Thursday, January 24, 2013

Chemo Cycle 2 & Realizing What's Important

I have completed 2 cycles of treatment since December 20: 4 chemo "sittings," 2 follow-up shots, numerous other visits with dentists, alternative healthcare providers, & non-oncologists.  No partridge in a pear tree.  Side effects have been relatively minimal & tolerable.  In cycle 1, I had a stomache ache for about 5 days--not debilitating, but annoying enough to keep me from wanting to work out or do very much at all.  Dr S thus prescribed "valium for the tummy." Yum.  This version of mother's little helper really worked for me.

In both cycles, I have had bone pain, a side effect of "the shot." The shot is a biotech drug that works to keep my white blood cell count up, as the chemo tries to pull it down.  It empowers my body to fend off infection. It works by activating cells in my bone marrow that produce those white blood cells.  In doing so, it can cause bone pain. I only experienced this once back in 2010, when I felt  a sense of little hammers beating away at my spine. I called Dr. S' office in distress, and they advised it was the expected bone pain.  (oh, sorry, I thought you meant achiness, not an all-out attack on my spine! ). It was managed just fine back then with OTC meds.  This time, the bone pain has not been just one battle, but a several day attack. As advised by the nurses, since I'm a second-timer, my white blood cell count was less hearty to begin with; so the shot is powering into my spine, ribs, breastbone, jaw.  One day it felt almost like labor pains, 10 minutes apart, 5 minutes apart . . . I eventually got something better for the pain, which I only needed to use once, as the bone jolts have subsided for now.
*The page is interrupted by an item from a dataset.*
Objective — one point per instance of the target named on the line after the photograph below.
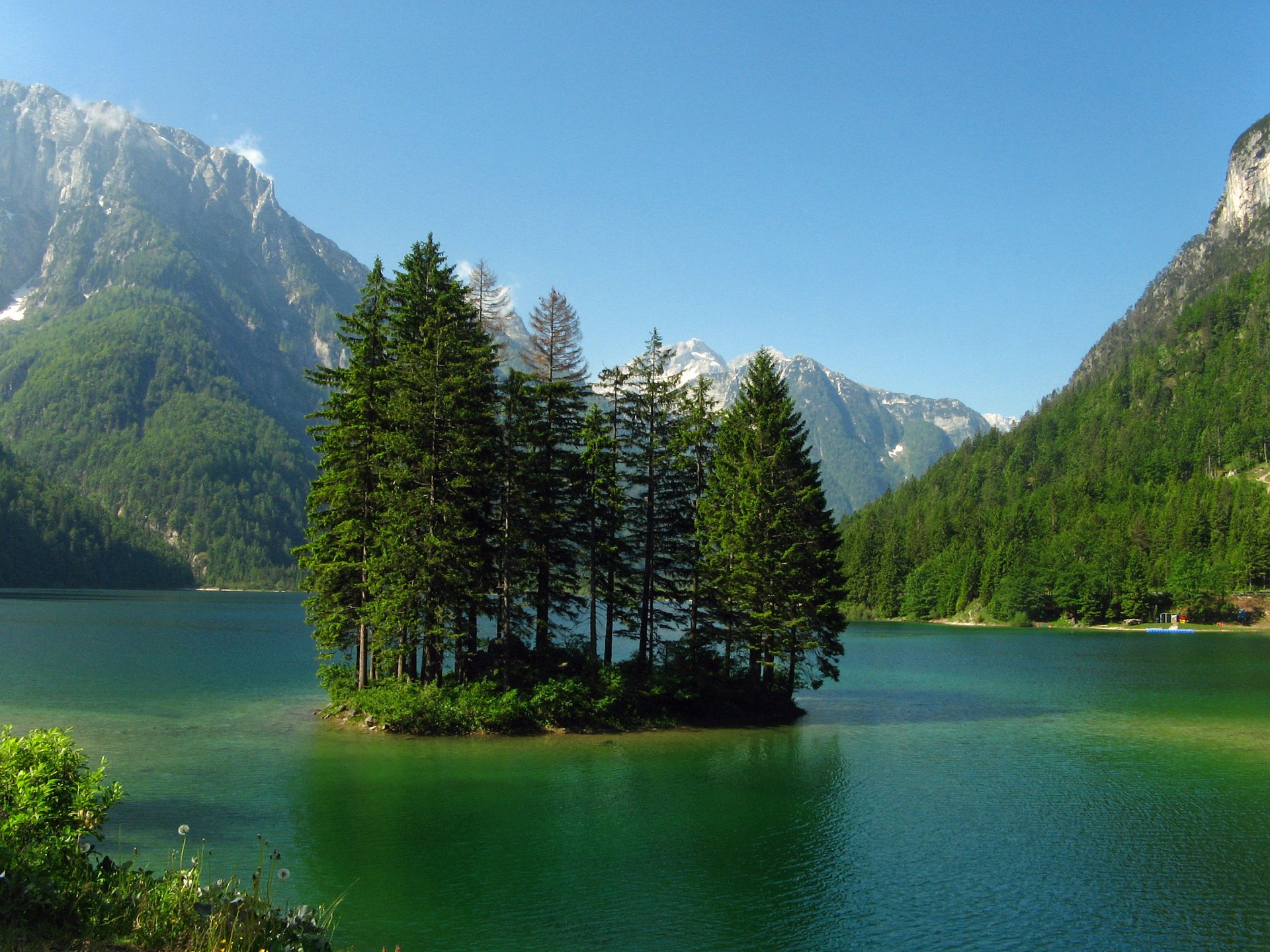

Other than that, it's been largely positive.  I've kept my hair thus far (more on that in another post); feel pretty good; am told I look good (and not just, "you look good for a cancer patient"). :). I was feeling strong and accomplished, and yes, I managed chemo on the same day I met with foreign government officials, including a delicious dinner & fabulous wine at Bourbon Steak in the Four Seasons Hotel in DC.  If you want to blow big bucks on an amazing dinner, go there! 5 stars!  So despite (or in between) the side effect annoyances, I have been quite happy, even euphoric at times.

Until this week.  I was swamped at work, and my schedule did not give me the opportunity to work from home (which I'm trying to do one day a week, to take the edge off). I had almost nonstop meetings;  have several business trips coming up to prepare for; and worked well into the evening 3 days in a row. On the second day, I put my head down on my desk during a conference call that led to a handful of new tasks. An hour later, I burst into tears reading the blog of  the sister of a neighborhood friend--the blogger is also a triple negative breast cancer patient It's fairly rare, and I don't know anyone else . . )  and she wrote poignantly about their mother's funeral.  It brought to light what is really important in life--I love what I do professionally, but when it comes down to it--what really matters? Memos and legislative strategies and legal analysis? Or sisters and mothers and relatives with illnesses, and loved ones coming together to celebrate the good times, and hold each other up in the tough times?

This is a question for which I think we all know the answer.